I'll consider first the generic case (multiplicity free eigenvalues) described in the question for completeness. Every $N+1$ dimensional matrix can be written as:

$\rho = \sum_{i=0}^{N}p_i\theta_i$

where $p$ is the eigenvalue vector $p\in \Delta^n$ (the probability simplex in $\mathbb{R}^{n+1}$) and $\theta_i$ are the one dimensional projectors on the the eigenvectors:

$\theta_i^2=\theta_i$

satisfying the orthonormality constraints.

$tr(\theta_i\theta_j)=\delta_{ij}$

The Majorana representation

$\mathrm{Sym}^N(\mathbb{C}P^1) \approx \mathbb{C}P^N$

allows to express the first projector in terms of $N$ points on the Bloch sphere, and the second one in terms of $N-1$ points because the orthonormality constraints and the third in terms of $N-2$ points etc.

Dimension count

$2 \times (0+1+ . . .+N) + N =(N+1)^2-1$

The case of an eigenvalue of multiplicity $1<M<N$

In this case the projector on the degeneracy eigenspace is of dimension greater than 1. The orbit of these projectors is the Grassmannian $Gr(M,N)$.

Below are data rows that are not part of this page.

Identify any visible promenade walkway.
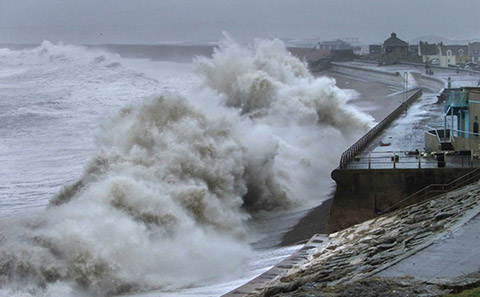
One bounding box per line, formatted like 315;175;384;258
334;61;480;170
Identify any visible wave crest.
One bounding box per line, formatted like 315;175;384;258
195;37;371;132
0;37;373;296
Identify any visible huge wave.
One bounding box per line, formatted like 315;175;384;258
0;38;372;296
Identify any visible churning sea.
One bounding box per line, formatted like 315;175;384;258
0;40;368;296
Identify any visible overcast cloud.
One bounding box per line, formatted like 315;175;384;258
1;0;479;45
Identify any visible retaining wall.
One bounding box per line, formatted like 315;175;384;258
332;62;447;94
410;72;447;93
326;63;454;233
331;62;405;86
325;167;475;233
400;61;480;76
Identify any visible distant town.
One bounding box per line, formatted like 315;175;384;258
286;32;480;72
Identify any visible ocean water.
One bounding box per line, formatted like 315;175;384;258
0;39;371;296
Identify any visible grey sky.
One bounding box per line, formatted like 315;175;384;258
1;0;479;45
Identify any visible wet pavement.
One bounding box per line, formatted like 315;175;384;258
379;213;480;280
335;62;480;170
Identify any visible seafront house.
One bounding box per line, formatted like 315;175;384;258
426;87;480;153
318;39;353;50
468;42;480;63
380;32;409;65
418;42;441;66
369;44;381;56
418;41;479;68
439;44;468;67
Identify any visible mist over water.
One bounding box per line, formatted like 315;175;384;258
0;38;371;296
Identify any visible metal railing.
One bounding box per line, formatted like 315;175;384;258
426;126;455;143
339;88;423;168
349;151;423;169
346;150;478;169
379;167;480;214
399;61;480;76
427;126;480;143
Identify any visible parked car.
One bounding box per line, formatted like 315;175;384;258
430;58;440;65
465;62;480;71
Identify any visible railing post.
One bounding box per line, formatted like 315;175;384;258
393;152;396;169
369;153;371;169
471;150;474;168
418;150;421;168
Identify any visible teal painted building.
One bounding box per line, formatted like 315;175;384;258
426;87;480;152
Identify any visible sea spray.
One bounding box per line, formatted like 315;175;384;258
195;37;371;131
0;38;372;296
1;95;252;296
194;36;372;209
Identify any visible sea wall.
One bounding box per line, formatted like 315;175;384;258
326;62;453;232
331;62;404;86
410;71;446;93
400;61;480;76
325;167;475;233
331;62;447;93
339;89;422;168
254;182;480;297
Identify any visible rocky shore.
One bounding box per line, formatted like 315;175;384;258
249;181;480;297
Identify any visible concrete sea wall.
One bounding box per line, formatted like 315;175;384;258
331;62;405;86
410;71;447;93
400;61;480;77
254;182;480;297
326;167;475;233
326;63;452;232
331;62;447;93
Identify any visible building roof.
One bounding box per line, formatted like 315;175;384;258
419;42;438;55
440;45;468;56
320;39;351;47
469;42;480;57
383;33;408;47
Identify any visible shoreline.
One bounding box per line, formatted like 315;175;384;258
278;71;407;246
279;198;333;246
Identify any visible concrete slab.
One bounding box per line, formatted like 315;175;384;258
222;234;328;297
378;213;480;280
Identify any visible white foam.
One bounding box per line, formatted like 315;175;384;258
0;38;372;296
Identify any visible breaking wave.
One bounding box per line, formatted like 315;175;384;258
0;37;372;296
196;37;370;130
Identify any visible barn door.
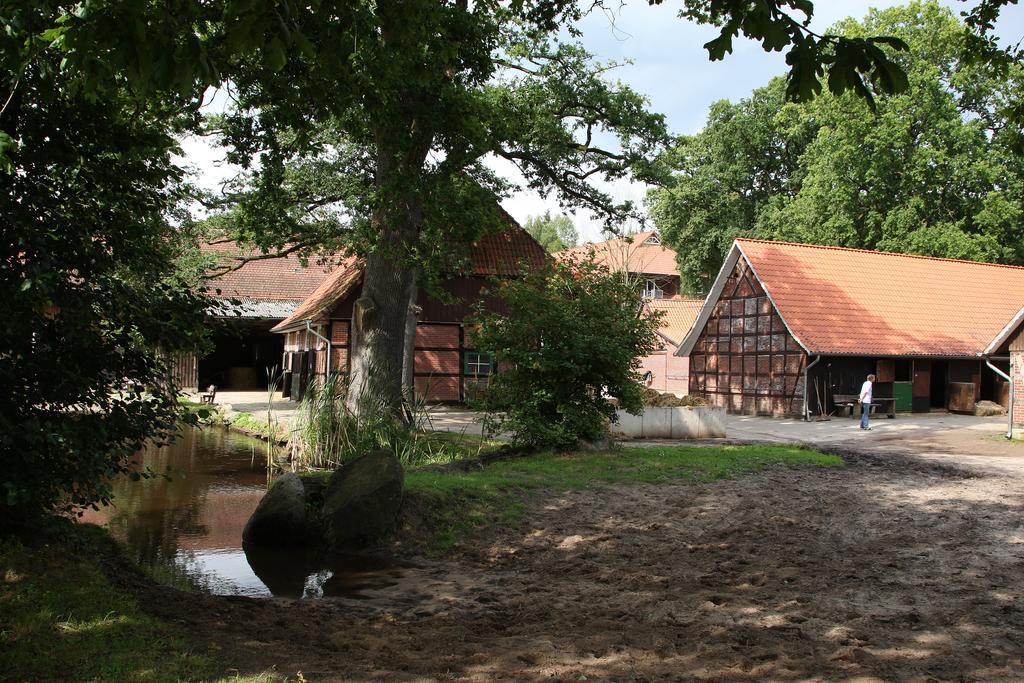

In order to perform a Majorana representation of this projector, we first embed the Grassmannian into a complex projective space by means of a Plucker embedding:

$Gr(M,N) \rightarrow \mathbb{C}P^{{N \choose M}-1}$

and then perform the Majorana map.

Now, both the Majorana map and the Plucker embedding are known explicitely, which makes the the whole construction possible. In the degenerate cases, the dimension count is less than that of the space of all density matrices.

Update:

This update is intended to provide a partial answer for Piotr's comment

Remark: I should have remarked that material on the classification of the density matrix orbits according to their eigenvalue degeneracy in this answer is based on Geometry of quantum states by Bengtsson and Życzkowski (Mainly on chapter 8)